By all accounts Reagan Dunn is a very pleasant guy. Apparently, he hasn’t been jaded by the trappings of a man whose wardrobe requires a closet the size of a modest haberdasher’s shop.
I’ve also heard—from sources beyond Goldy—that Reagan Dunn is lazy.
So I wasn’t completely surprised to learn that Dunn’s ideal strategy to get elected Attorney General is to hope Democrats don’t notice there’s an election. He is hoping for a quiet election in which Democrats don’t feel threatened.
(It kind of reminds me of Luke Esser’s “Democrats are lazy” voter suppression strategy. Except that Esser was writing humor for a college newspaper.)
Dunn “big idea” is to give Cantwell a free ride to reelection, so that he doesn’t have to worry about parties dumping money into her race, causing voters to notice his:
Dunn’s remembering what happened in last year’s hard fought contest between U.S. Sen. Patty Murray, D-Wash., and Republican Dino Rossi. A late multi-million dollar push for voters funded by Democrats secured Murray’s victory while boosting vote totals of Democratic candidates farther down the ballot.
“That really hurt Republicans,” Dunn said. “So on (this Senate) race my belief is we don’t put anybody up. Make it a nominal challenge. Keep the national Democratic fundraising apparatus out of the state and don’t give them another reason to bring (President) Barack Obama here to further drive up turnout.”
Shorter Dunn: “I can, maybe, win if we keep the election low profile enough.” Goddamn, is that lazy!
It’s also sloppy thinking. It’s intellectual laziness to presume similar voter motivation for the 2010 and the 2012 elections. Twenty-ten was an off-year election with a senatorial race at the top of the ballot. The 2012 ballot will have a presidential election as well as a high-profile gubernatorial race in addition to the senatorial race. In other words, it’s going to be an election with a big turnout—with or without a strong challenger for Cantwell.

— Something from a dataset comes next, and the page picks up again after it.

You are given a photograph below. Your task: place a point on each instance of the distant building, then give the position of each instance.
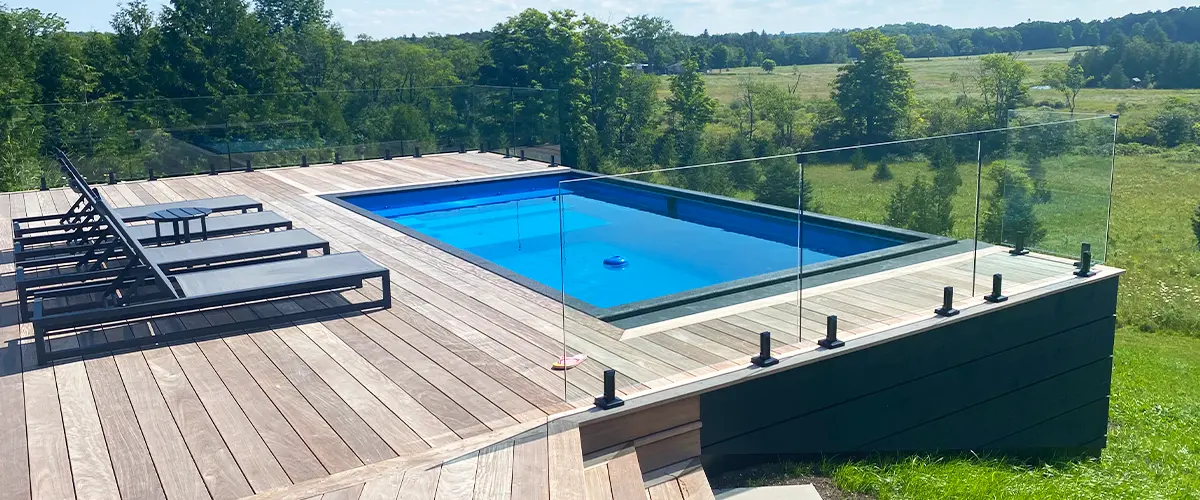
(637, 67)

And pinning Rossi’s loss on out-of-state money seems simplistic (and lazy). In 2010 Murray did have a big advantage in out-of-state donors, as you would expect for an 18 year (at the time) Senate incumbent. But Rossi “took in” more money via independent groups:
Between them, Murray and Rossi raised more than $22 million. Murray, a three-term incumbent, brought in $15.3 million and Rossi – who got a late fund raising start – amassed $7.3 million, according to OpenSecrets.org. Outside groups, recognizing the Washington Senate seat was key to which party controlled upper chamber, also spent big. Total spending by independent groups topped $19 million, third-most in the country, according to campaign-finance watchdogs. Almost 60 percent of that money went to help Rossi.
A less lazy analysis would recognize that the big difference was between the candidates: a popular, proactive incumbent who had risen to the 4th most powerful position in the Senate compared to an angry real estate salesman who entered the race late and reluctantly, and never really had his heart into it. Oh…and there was that “D” next to Murray’s name. That helped, too.
Even his own party Chairman, Kirby Wilbur, doesn’t buy Dunn’s analysis:
Given the anti-incumbent fervor, an aggressive challenge of Cantwell by an energetic candidate could produce a Scott Brown-like upset. Even a loss delivers the benefit of making Cantwell spend her political dough on getting re-elected and not other campaigns like Democratic candidate for governor, Jay Inslee.
Enrollees in this school theorize turnout will be huge in 2012 regardless because of the presidential election. Plus battles for congressional seats — including a new one — mean Democrats and Republicans and an array of independent groups will be slugging it out whether the Senate race is in play or not.
Except for the “Scott Brown-like upset,” which is utter fantasy, Wilbur’s analysis is spot on.
So, if you ask me, prospects are looking good for Dunn’s opponent, Democrat Bob Ferguson. Again, the race will be determined by the candidates.
Reagan Dunn can’t just click his heals three times to give Cantwell a free pass in exchange for an easy race. The 2012 election is going to be huge no matter what happens in the Cantwell race. Whoever wins the AG race is going to do so by working his ass off doing retail politics, non-stop fundraising, and, dare I say it, baby kissing. We’re talking hard work.
Call me a skeptic, but I don’t see a work-shy Reagan Dunn “getting into” any of these tasks.